Amy Olson announced her retirement Wednesday on social media after 10 years on the LPGA Tour.
Olson, 31, had been on maternity leave with the birth on Sept. 15, 2023, of daughter Carly Gray Olson with husband Grant Olson, the defensive coordinator at North Dakota State University.
“What. A. Ride,” Amy Olson tweeted on her X account. “My journey in professional golf is officially ending. Call it quitting, retirement, a VERY extended maternity leave. … I am turning the page to the next chapter in my life. I couldn’t be more thankful to the places God took me through this game of golf.”
A native of Oxbow, N.D., Olson turned pro after setting an NCAA-record with 20 titles at North Dakota State but did not win on the tour. She told Golfweek that was an unrealized dream along with not playing on the U.S. Solheim Cup team.
“I’ve had to come to terms with that,” Olson told Golfweek. “I’m just realizing OK, that’s not part of my story, and realizing I have different dreams and bigger dreams, rather than clinging to the same ones that motivated me for a number of years.”
(1/4) What. A. Ride. My journey in professional golf is officially ending. Call it quitting, retirement, a VERY extended maternity leave ??????? …I am turning the page to the next chapter in my life. I couldn’t be more thankful for the places God took me through this game of golf. pic.twitter.com/PQ4MoDu8O9
— Amy Olson (@AmyOlsonGolf) April 24, 2024
Olson has 13 career top-10 finishes, including rallying to tie for second at the 2021 Kia Classic.
She also tied for second at the 2018 Evian Championship with a double bogey on the 72nd hole, losing to Angela Stanford. The 2020 U.S. Women’s Open was especially painful, as her father-in-law Lee Olson died the night before the final round, and she ended up tied for second in a highly emotional performance.
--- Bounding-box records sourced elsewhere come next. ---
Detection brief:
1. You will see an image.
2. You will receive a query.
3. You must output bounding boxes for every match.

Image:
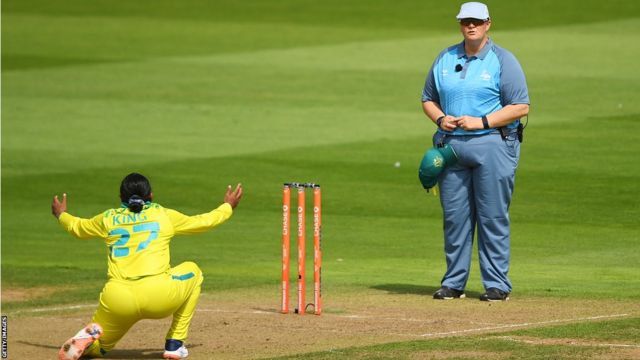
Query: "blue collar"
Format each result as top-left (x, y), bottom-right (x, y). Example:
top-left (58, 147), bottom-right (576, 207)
top-left (120, 201), bottom-right (151, 209)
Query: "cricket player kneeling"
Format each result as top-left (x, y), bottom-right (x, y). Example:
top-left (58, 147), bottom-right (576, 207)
top-left (51, 173), bottom-right (242, 360)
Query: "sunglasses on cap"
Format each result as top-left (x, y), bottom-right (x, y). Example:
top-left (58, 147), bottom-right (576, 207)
top-left (460, 18), bottom-right (487, 26)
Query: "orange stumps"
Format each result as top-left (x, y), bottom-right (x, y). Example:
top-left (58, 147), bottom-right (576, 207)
top-left (313, 186), bottom-right (322, 315)
top-left (296, 186), bottom-right (307, 315)
top-left (282, 185), bottom-right (291, 314)
top-left (281, 183), bottom-right (322, 315)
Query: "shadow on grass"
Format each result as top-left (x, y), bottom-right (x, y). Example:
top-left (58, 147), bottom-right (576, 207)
top-left (371, 284), bottom-right (480, 298)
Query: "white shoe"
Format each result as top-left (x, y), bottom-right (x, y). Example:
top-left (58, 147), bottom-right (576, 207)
top-left (58, 324), bottom-right (102, 360)
top-left (162, 345), bottom-right (189, 360)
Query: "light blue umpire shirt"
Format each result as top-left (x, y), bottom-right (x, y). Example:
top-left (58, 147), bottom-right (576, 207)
top-left (422, 39), bottom-right (529, 292)
top-left (422, 39), bottom-right (529, 135)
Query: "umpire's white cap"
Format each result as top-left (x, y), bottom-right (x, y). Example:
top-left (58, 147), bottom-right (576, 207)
top-left (456, 2), bottom-right (489, 20)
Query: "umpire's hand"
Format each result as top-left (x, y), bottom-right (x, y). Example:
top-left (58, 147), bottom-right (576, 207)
top-left (224, 184), bottom-right (242, 209)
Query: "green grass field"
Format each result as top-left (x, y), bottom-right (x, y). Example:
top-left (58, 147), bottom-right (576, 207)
top-left (2, 0), bottom-right (640, 358)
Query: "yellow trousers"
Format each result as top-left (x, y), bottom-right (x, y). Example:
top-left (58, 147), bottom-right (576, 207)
top-left (85, 262), bottom-right (203, 357)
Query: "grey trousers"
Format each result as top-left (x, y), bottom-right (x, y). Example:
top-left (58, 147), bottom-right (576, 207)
top-left (434, 132), bottom-right (520, 292)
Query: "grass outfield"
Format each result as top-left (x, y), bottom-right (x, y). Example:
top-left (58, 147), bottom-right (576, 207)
top-left (2, 0), bottom-right (640, 357)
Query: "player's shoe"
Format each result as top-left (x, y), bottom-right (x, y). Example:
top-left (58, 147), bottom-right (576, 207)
top-left (162, 339), bottom-right (189, 360)
top-left (480, 288), bottom-right (509, 301)
top-left (433, 286), bottom-right (466, 300)
top-left (58, 323), bottom-right (102, 360)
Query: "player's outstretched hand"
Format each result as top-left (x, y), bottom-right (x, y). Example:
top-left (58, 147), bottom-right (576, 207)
top-left (224, 184), bottom-right (242, 209)
top-left (51, 194), bottom-right (67, 218)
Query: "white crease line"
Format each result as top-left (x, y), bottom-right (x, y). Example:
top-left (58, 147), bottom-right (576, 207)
top-left (395, 314), bottom-right (629, 337)
top-left (495, 336), bottom-right (640, 348)
top-left (8, 304), bottom-right (97, 314)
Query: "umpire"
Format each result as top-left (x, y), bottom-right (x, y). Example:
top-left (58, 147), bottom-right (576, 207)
top-left (422, 2), bottom-right (529, 301)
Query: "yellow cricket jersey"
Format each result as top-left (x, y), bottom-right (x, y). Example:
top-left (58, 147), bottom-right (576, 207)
top-left (58, 203), bottom-right (233, 279)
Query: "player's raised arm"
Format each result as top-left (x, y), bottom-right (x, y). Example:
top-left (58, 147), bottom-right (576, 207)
top-left (224, 184), bottom-right (242, 209)
top-left (51, 193), bottom-right (67, 219)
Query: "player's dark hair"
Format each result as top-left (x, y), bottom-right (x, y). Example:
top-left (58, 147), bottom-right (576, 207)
top-left (120, 173), bottom-right (151, 213)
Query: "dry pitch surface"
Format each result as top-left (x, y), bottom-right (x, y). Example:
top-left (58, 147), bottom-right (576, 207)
top-left (3, 289), bottom-right (640, 360)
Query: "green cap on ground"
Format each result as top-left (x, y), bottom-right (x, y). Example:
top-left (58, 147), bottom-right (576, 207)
top-left (418, 144), bottom-right (458, 190)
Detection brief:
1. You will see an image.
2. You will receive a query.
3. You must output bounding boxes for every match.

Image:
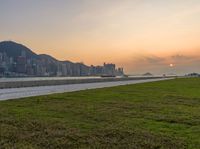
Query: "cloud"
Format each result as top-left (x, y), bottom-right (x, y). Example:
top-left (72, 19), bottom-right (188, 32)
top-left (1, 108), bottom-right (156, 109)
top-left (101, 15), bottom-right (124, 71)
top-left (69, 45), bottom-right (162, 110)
top-left (125, 54), bottom-right (200, 74)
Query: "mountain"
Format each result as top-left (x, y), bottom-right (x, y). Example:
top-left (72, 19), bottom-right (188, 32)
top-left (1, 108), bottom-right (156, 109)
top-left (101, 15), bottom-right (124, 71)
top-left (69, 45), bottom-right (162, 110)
top-left (0, 41), bottom-right (123, 77)
top-left (0, 41), bottom-right (38, 58)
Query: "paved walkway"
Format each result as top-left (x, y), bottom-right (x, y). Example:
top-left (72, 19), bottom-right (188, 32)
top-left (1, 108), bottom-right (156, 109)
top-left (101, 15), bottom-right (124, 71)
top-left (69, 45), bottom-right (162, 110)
top-left (0, 78), bottom-right (170, 101)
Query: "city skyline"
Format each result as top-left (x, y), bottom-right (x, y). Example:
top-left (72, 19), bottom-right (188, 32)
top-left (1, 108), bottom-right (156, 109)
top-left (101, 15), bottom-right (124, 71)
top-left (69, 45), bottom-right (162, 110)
top-left (0, 0), bottom-right (200, 74)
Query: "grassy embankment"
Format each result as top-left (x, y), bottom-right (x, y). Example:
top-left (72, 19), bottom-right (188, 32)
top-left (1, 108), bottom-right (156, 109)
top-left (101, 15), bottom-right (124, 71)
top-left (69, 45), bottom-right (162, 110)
top-left (0, 78), bottom-right (200, 149)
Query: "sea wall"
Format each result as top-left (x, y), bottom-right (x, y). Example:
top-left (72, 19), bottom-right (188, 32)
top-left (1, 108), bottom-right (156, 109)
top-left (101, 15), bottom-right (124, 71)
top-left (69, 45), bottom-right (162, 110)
top-left (0, 77), bottom-right (172, 89)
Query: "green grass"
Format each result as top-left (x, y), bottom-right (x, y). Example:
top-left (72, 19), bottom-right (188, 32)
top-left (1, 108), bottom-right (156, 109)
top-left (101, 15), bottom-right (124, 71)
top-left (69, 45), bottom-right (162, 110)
top-left (0, 78), bottom-right (200, 149)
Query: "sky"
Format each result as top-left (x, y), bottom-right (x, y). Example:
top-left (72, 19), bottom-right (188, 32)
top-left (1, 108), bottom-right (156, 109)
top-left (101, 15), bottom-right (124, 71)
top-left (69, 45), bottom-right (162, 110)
top-left (0, 0), bottom-right (200, 74)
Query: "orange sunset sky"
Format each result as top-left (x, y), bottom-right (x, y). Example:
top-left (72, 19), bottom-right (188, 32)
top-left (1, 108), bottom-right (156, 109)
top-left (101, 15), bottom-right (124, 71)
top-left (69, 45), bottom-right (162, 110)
top-left (0, 0), bottom-right (200, 74)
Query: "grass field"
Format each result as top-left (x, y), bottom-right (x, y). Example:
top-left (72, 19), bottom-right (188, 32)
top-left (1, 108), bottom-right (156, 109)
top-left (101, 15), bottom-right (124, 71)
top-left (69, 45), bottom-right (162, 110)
top-left (0, 78), bottom-right (200, 149)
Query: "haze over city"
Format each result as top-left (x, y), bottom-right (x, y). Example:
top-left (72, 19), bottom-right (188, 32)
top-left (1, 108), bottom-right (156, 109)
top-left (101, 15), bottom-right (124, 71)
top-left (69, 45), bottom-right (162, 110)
top-left (0, 0), bottom-right (200, 74)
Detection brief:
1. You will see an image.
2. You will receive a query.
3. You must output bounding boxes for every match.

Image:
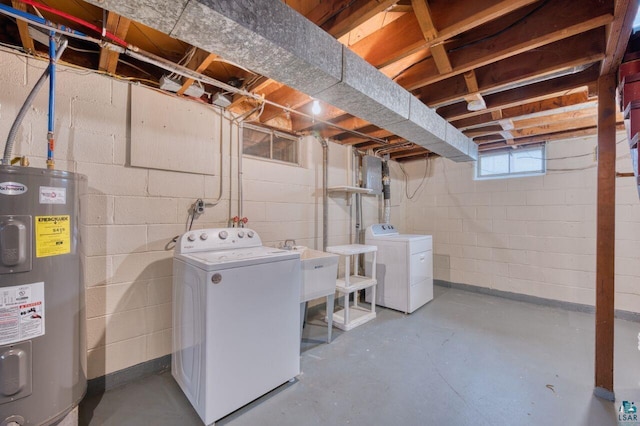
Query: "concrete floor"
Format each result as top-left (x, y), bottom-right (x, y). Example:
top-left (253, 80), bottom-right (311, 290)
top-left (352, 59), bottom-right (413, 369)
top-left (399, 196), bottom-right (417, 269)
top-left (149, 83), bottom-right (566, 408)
top-left (80, 287), bottom-right (640, 426)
“Unfortunately, a couple of the pivotal ones of my career were actually really sad moments,” Olson told Golfweek. “But I think one of the things I’ve always been most proud of is keeping golf in perspective and realizing that life is bigger than golf. In a lot of ways, some of those bigger moments that people remember me for, I was able to live that out in front of them.”
Olson last played on tour in July 2023 at the U.S. Women’s Open at Pebble Beach Golf Links, when she was seven months pregnant and missed the cut.